Hi. My game will have dozens of ‘agents’ running around a level, each with their own stats which will affect their behaviour with one another.
Because of this I need a setup which will let me achieve several things.
Let’s take one agent for example.
He needs to know how many hostiles are in his vicinity at any time. He needs to know which is the closest so that he can prioritize targets or decide to run away.
Initially I had thought to add a cylinder to the agent and use is as a radius, like an area of awareness. The collider would pick up anyone entering into it and add them to a list on the agent’s script. It would ideally also cast a ray to each enemy every frame and come back with the distance. This would make sure that the agent was always reacting to the closest threat (in case enemy 1 is suddenly overtaken by a faster enemy2 and thus is the new closest enemy).
If there are no enemies within the radius, the list is empty.
Is this a viable idea? I’ve not used lists before but I read that they were superior to arrays. Is it okay to have multiple agents casting (potentially) multiple rays every frame so that they all know which enemies are closest? OR would this cripple the framerate (It’s to go on web browser).
I would appreciate any thoughts on how anyone would do this differently 
Jamora
2
You should try to minimize the amount of raycasts to improve performance. Or at least use physics layers so there is as few colliders for each ray to check as possible.
Arrays are the closest to direct memory access in C# that I know of; Lists offer conveniance methods to manage an array easily (resizing etc.). So arrays are more performant than Lists, but the difference really is negligible. Unless you’re talking of the UnityScript Array which has really poor performance (and is a list itself)…

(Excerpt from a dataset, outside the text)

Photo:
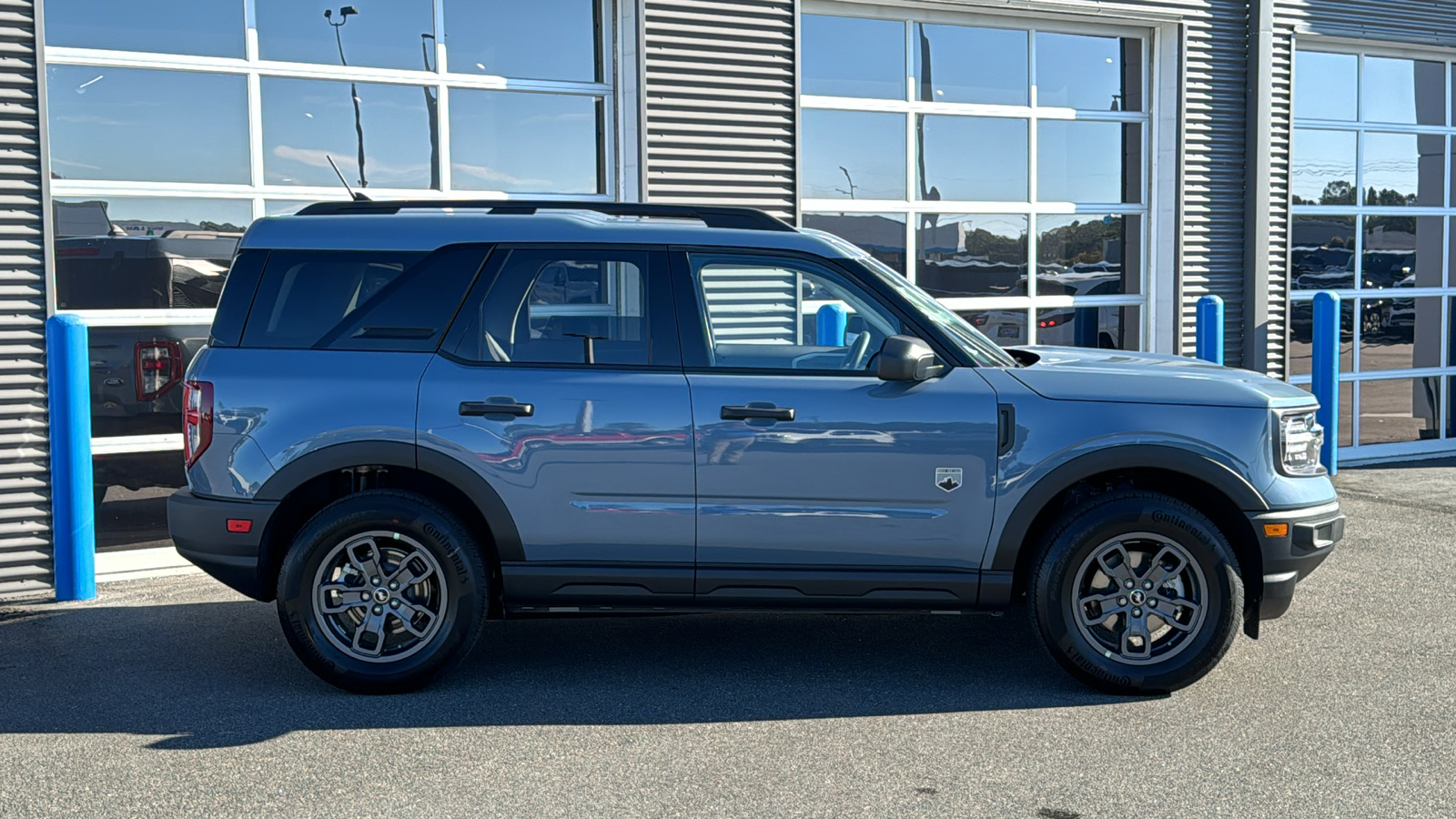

Now to your actual question… You should store each enemy gameobject in a list somewhere (an enemyManager class?) as well as the player’s GameObject. Then determining the closest enemy is a matter of sorting the list of enemies by distance to the player. You could also determine the enemies in teh vicinity by choosing a cutoff point for the distance.
If you’re really concerned of performance, you don’t even need the actual distance, but the square of the distance (because the distance is calculated from the pythagorean theorem). Square root calculations are expensive computationally. The choice of the sorting algorithm is siqnificant as well: the best comparison sorts (e.g. merge sort) run in the worst case O(n log(n)) time, while the comparison sort a normal person to use to sort a deck of cards(insertion sort) is O(n^2). In concrete terms; if you have a list with a million elements, merge sort would take almost 1.4*10^7 million time units, and insertion sort 10^12 time units. That’s a difference of 5 zeros at the end of the number.